Exosomal formulation of anthocyanidins against multiple cancer types

• Milk exosomes can serve as a vehicle to berry bioactive, anthocyanidins (Anthos).
• Anthocyanidins were stable in exosomal formulation for weeks.
• Exosomes alone exhibited anti-proliferative and anti-inflammatory effects.
• Exosomal formulation of Anthos provide enhanced activity compared with free Anthos.
• Oral delivery of ExoAnthos caused significant inhibition of lung tumor xenografts.

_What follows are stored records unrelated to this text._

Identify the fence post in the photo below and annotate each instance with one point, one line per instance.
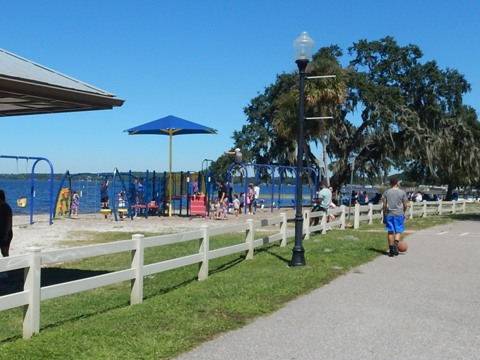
(324, 223)
(283, 229)
(343, 216)
(138, 256)
(249, 239)
(356, 219)
(204, 249)
(32, 284)
(306, 224)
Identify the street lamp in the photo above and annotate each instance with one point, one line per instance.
(302, 46)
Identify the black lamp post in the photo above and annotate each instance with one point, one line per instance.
(303, 46)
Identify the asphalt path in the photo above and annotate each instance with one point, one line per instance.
(424, 304)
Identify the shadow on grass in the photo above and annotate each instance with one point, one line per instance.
(465, 217)
(50, 276)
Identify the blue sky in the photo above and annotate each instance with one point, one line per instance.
(200, 60)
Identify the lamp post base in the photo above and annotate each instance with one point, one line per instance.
(298, 257)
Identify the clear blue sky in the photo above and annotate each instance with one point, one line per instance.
(200, 60)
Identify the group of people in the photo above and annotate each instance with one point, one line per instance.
(227, 202)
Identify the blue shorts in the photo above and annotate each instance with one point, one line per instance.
(395, 223)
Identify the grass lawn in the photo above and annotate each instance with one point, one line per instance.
(179, 312)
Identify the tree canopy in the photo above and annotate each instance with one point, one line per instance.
(389, 110)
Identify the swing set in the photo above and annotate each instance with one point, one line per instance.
(275, 184)
(22, 200)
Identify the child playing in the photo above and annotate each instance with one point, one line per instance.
(236, 204)
(75, 202)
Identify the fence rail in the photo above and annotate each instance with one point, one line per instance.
(31, 262)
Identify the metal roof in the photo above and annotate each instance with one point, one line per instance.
(27, 88)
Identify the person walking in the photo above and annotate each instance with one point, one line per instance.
(6, 232)
(323, 202)
(394, 207)
(104, 194)
(75, 203)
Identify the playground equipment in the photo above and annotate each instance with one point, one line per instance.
(275, 183)
(22, 201)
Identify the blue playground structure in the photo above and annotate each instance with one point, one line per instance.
(276, 188)
(22, 201)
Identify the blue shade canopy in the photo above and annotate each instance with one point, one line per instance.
(170, 125)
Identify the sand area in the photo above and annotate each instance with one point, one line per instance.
(48, 237)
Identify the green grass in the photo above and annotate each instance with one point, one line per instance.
(179, 312)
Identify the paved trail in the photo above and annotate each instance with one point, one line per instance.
(424, 304)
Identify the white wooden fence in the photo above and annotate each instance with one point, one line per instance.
(33, 293)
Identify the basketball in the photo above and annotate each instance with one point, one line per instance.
(402, 246)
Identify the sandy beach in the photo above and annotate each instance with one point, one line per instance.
(48, 237)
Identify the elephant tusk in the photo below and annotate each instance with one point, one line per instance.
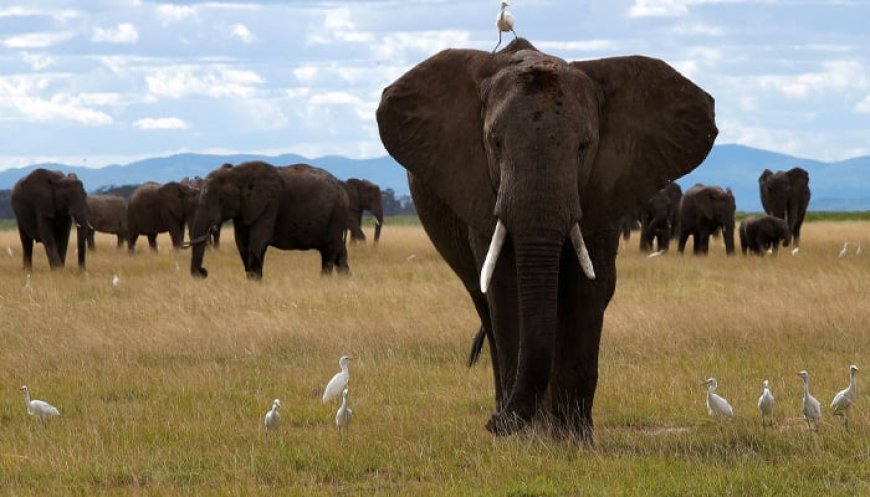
(582, 253)
(492, 255)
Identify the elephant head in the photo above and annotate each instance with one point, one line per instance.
(541, 155)
(786, 195)
(364, 195)
(249, 193)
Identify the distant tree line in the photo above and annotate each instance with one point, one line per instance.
(393, 204)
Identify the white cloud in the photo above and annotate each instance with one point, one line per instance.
(242, 32)
(37, 40)
(176, 82)
(122, 33)
(160, 123)
(38, 62)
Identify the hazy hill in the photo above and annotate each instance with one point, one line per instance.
(835, 186)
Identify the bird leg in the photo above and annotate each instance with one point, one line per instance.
(497, 44)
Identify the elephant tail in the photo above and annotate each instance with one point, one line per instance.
(476, 347)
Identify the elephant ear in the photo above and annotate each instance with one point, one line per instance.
(430, 121)
(654, 127)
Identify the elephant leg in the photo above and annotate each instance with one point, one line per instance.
(26, 250)
(581, 315)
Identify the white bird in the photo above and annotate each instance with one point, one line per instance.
(338, 382)
(846, 397)
(766, 403)
(504, 22)
(273, 419)
(717, 406)
(344, 415)
(811, 410)
(39, 408)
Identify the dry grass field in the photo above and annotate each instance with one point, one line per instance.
(163, 383)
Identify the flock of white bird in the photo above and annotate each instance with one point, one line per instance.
(719, 408)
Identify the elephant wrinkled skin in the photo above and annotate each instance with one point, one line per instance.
(547, 155)
(45, 204)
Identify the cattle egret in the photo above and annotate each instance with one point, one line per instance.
(766, 403)
(717, 406)
(344, 415)
(338, 382)
(846, 397)
(504, 22)
(845, 250)
(273, 419)
(41, 409)
(812, 410)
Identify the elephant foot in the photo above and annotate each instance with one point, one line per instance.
(507, 422)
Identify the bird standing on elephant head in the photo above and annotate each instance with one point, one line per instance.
(527, 161)
(45, 204)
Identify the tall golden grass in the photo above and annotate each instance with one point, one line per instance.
(163, 383)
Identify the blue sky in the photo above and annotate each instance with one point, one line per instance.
(95, 82)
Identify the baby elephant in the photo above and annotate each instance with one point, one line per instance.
(759, 234)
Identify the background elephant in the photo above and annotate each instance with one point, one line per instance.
(659, 218)
(45, 204)
(107, 214)
(703, 211)
(758, 234)
(197, 182)
(363, 195)
(537, 158)
(297, 207)
(786, 195)
(156, 208)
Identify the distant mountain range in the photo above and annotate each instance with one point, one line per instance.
(836, 186)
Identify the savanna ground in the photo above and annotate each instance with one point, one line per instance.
(162, 384)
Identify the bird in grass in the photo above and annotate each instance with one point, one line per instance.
(338, 382)
(717, 406)
(765, 404)
(344, 415)
(273, 419)
(504, 22)
(845, 250)
(845, 398)
(811, 409)
(39, 408)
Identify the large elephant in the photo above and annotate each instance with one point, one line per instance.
(363, 195)
(758, 234)
(156, 208)
(704, 210)
(520, 165)
(659, 218)
(786, 195)
(107, 214)
(297, 207)
(45, 204)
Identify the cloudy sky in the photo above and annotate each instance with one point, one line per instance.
(94, 82)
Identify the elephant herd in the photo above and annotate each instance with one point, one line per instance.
(298, 207)
(704, 211)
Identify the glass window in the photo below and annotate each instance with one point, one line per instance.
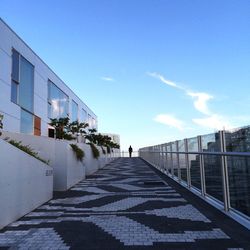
(58, 102)
(14, 91)
(26, 122)
(89, 121)
(15, 66)
(74, 114)
(84, 115)
(26, 89)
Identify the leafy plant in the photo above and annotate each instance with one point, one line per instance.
(103, 150)
(1, 123)
(27, 149)
(95, 151)
(78, 152)
(61, 126)
(78, 128)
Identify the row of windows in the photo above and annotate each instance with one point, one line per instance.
(22, 93)
(58, 106)
(22, 90)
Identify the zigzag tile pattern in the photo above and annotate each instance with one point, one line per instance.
(126, 205)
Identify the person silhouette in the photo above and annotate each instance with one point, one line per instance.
(130, 150)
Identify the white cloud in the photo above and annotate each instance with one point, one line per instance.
(161, 78)
(200, 101)
(106, 78)
(214, 122)
(200, 98)
(169, 120)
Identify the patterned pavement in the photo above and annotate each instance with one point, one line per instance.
(126, 205)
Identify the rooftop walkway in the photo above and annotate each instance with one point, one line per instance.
(126, 205)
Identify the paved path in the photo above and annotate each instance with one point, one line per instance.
(126, 205)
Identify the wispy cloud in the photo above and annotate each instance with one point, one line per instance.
(161, 78)
(200, 98)
(169, 120)
(200, 101)
(107, 78)
(214, 121)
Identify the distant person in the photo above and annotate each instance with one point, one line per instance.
(130, 150)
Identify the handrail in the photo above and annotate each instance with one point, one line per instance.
(241, 154)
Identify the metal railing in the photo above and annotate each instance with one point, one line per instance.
(210, 166)
(126, 154)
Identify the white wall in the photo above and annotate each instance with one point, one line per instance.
(67, 169)
(42, 73)
(25, 183)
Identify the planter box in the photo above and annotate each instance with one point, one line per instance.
(25, 183)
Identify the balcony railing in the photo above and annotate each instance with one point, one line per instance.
(217, 166)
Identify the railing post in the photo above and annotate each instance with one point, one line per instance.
(178, 161)
(202, 170)
(224, 170)
(187, 163)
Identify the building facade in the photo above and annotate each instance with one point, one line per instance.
(31, 93)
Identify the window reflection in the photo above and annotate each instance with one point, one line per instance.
(58, 102)
(26, 90)
(26, 122)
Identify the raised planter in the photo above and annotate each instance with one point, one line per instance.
(25, 183)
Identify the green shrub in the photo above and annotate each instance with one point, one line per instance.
(78, 152)
(27, 149)
(1, 123)
(103, 151)
(95, 151)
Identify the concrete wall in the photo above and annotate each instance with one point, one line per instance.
(25, 183)
(67, 169)
(42, 73)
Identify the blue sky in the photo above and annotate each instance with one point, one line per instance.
(152, 70)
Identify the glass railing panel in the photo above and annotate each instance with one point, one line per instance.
(194, 162)
(175, 159)
(239, 169)
(239, 183)
(212, 165)
(213, 176)
(169, 161)
(182, 160)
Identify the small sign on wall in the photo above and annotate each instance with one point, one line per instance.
(49, 172)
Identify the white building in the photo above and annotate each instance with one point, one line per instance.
(115, 137)
(30, 92)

Over the last two decades, berries and berry bioactives, particularly anthocyanins and their aglycones anthocyanidins (Anthos) have demonstrated excellent anti-oxidant, anti-proliferative, apoptotic and anti-inflammatory properties. However, their physicochemical and pharmacokinetic limitations such as, low permeability, and poor oral bioavailability are considered as unfavorable properties for development as drugs. Therefore there is a need to develop systems for efficient systemic delivery and robust bioavailability. In this study we prepared nano-formulation of bilberry-derived Anthos using exosomes harvested from raw bovine milk. Exosomal formulation of Anthos enhanced antiproliferative and anti-inflammatory effects compared with the free Anthos against various cancer cells in vitro. Our data also showed significantly enhanced therapeutic response of exosomal-Anthos formulation compared with the free Anthos against lung cancer tumor xenograft in nude mice. The Anthos showed no signs of gross or systemic toxicity in wild-type mice. Thus, exosomes provide an effective alternative for oral delivery of Anthos that is efficacious, cost-effective, and safe, and this regimen can be developed as a non-toxic, widely applicable therapeutic agent.